MR CONNOLLY: Laurie Oakes. They are all wrong. Johnnie Howard and Dr Hewson are the only two that are right. Dr Hewson is right and 16 million Australians are wrong.

Mr De Domenico: And the Chamber of Commerce.

Mrs Carnell: And the Chamber of Manufactures.

MADAM SPEAKER: Order! Members of the Opposition will desist from interjecting.

MR CONNOLLY: Madam Speaker, I doubt whether the Australian community will fall for this nonsense, but time will show and this debate will continue. This attempt to ape the national industrial policy of the Federal Government needs no more attention from me; it was well demolished by Mr Berry.

Let us look at what we are doing within the ACT. What we are doing within the ACT, Madam Speaker, is utilising the Federal industrial relations system, utilising the mechanisms of the Industrial Relations Commission, to resolve industrial disputes as they occur. Our rate of industrial disputation, as Mr Berry indicated, is extraordinarily low, and falling. It is the envy of the rest of Australia. Mr De Domenico railed about a few instances of industrial dispute. We had the tip dispute where I certainly said that I thought that what they were on about was inappropriate. That matter lasted only a day or so. We had the Canberra Cranes dispute, where Mr De Domenico was jumping up and down saying, "The Government should have intervened; the Government should have intervened". Madam Speaker, that was a dispute between a private company and its employees. It was not a dispute involving government employees. We had no role in that.

Mr Kaine: Was the trade union involved?

MR CONNOLLY: The trade union movement was strongly involved. The trade union movement was involved in taking industrial action and in arguing the case before the commission, and the commission said that the trade union movement was right. The commission ordered that company to make the redundancy payments to the workers who had been sacked that the union movement had been urging.
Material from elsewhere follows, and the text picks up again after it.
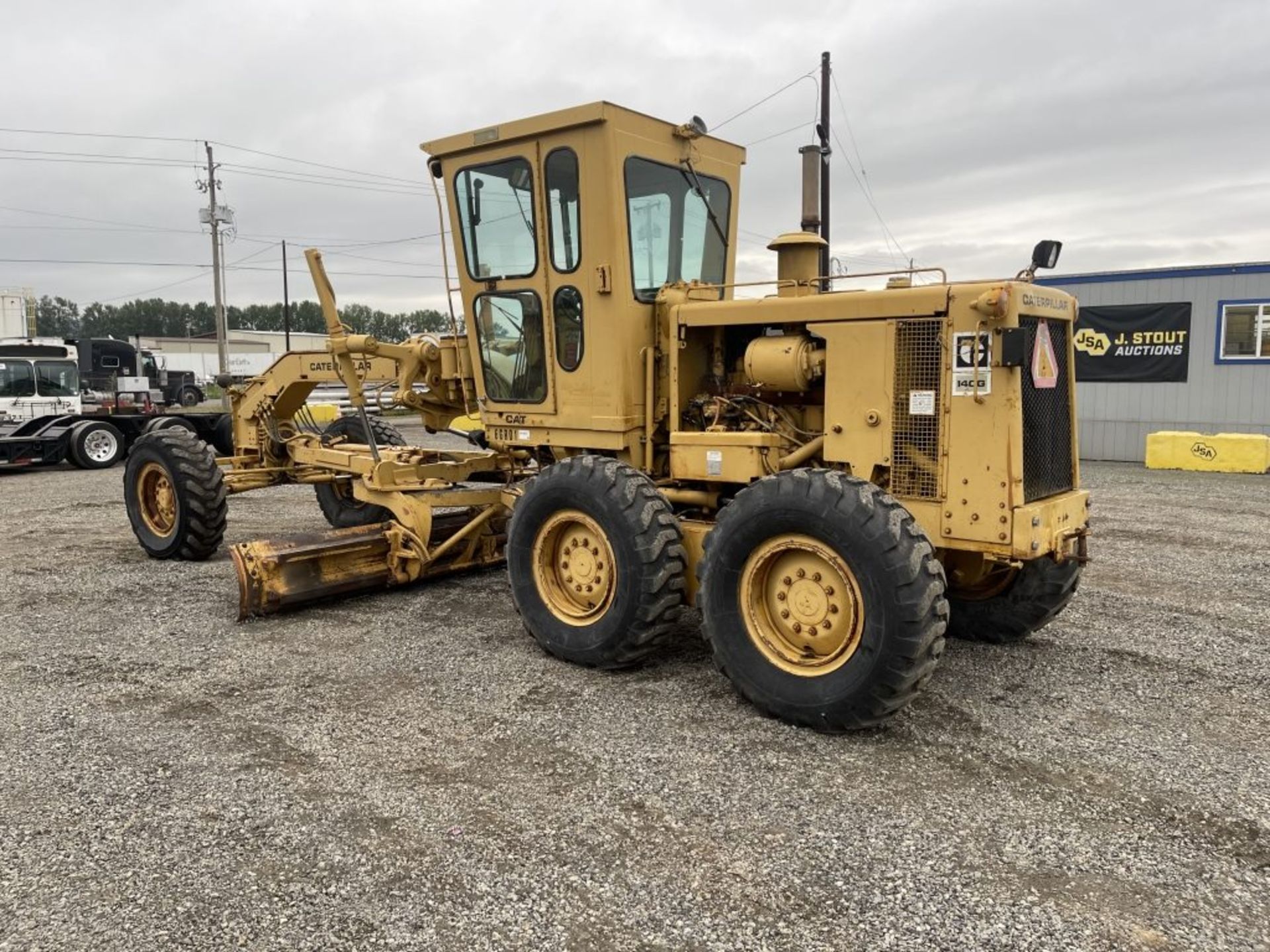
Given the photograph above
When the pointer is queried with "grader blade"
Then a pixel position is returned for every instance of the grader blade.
(277, 575)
The union movement was found to be right by the independent umpire. The system, Madam Speaker, was shown to work. Mr De Domenico said that we should have intervened in that, somehow, and taken government action at some point. The system worked.
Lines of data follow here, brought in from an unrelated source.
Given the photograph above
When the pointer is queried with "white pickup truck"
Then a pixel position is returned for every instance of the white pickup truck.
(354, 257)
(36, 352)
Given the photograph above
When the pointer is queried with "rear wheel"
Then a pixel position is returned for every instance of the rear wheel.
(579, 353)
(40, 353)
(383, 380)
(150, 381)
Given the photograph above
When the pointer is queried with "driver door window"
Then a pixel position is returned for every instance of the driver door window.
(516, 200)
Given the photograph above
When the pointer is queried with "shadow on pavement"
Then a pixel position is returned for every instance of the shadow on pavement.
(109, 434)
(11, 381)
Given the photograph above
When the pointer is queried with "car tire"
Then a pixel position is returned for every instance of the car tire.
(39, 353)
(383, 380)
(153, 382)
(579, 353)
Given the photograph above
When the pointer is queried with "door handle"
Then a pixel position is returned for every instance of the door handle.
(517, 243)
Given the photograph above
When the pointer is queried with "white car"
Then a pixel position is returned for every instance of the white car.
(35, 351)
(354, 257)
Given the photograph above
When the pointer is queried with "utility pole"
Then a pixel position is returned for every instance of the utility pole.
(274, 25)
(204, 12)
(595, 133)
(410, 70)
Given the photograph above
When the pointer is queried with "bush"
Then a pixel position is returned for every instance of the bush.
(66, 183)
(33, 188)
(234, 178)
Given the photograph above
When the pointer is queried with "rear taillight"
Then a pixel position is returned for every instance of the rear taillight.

Within the bus industry, within ACTION, we have had a few days of industrial disputation this year because the Government has taken a decision to achieve certain savings in that industry. That was a collective government decision which this Government collectively stands by, and we will deliver on that. That is in marked contrast to the approach when Mr Kaine was in the chair as Chief Minister and Treasurer, when the ACTION deficit just kept going up.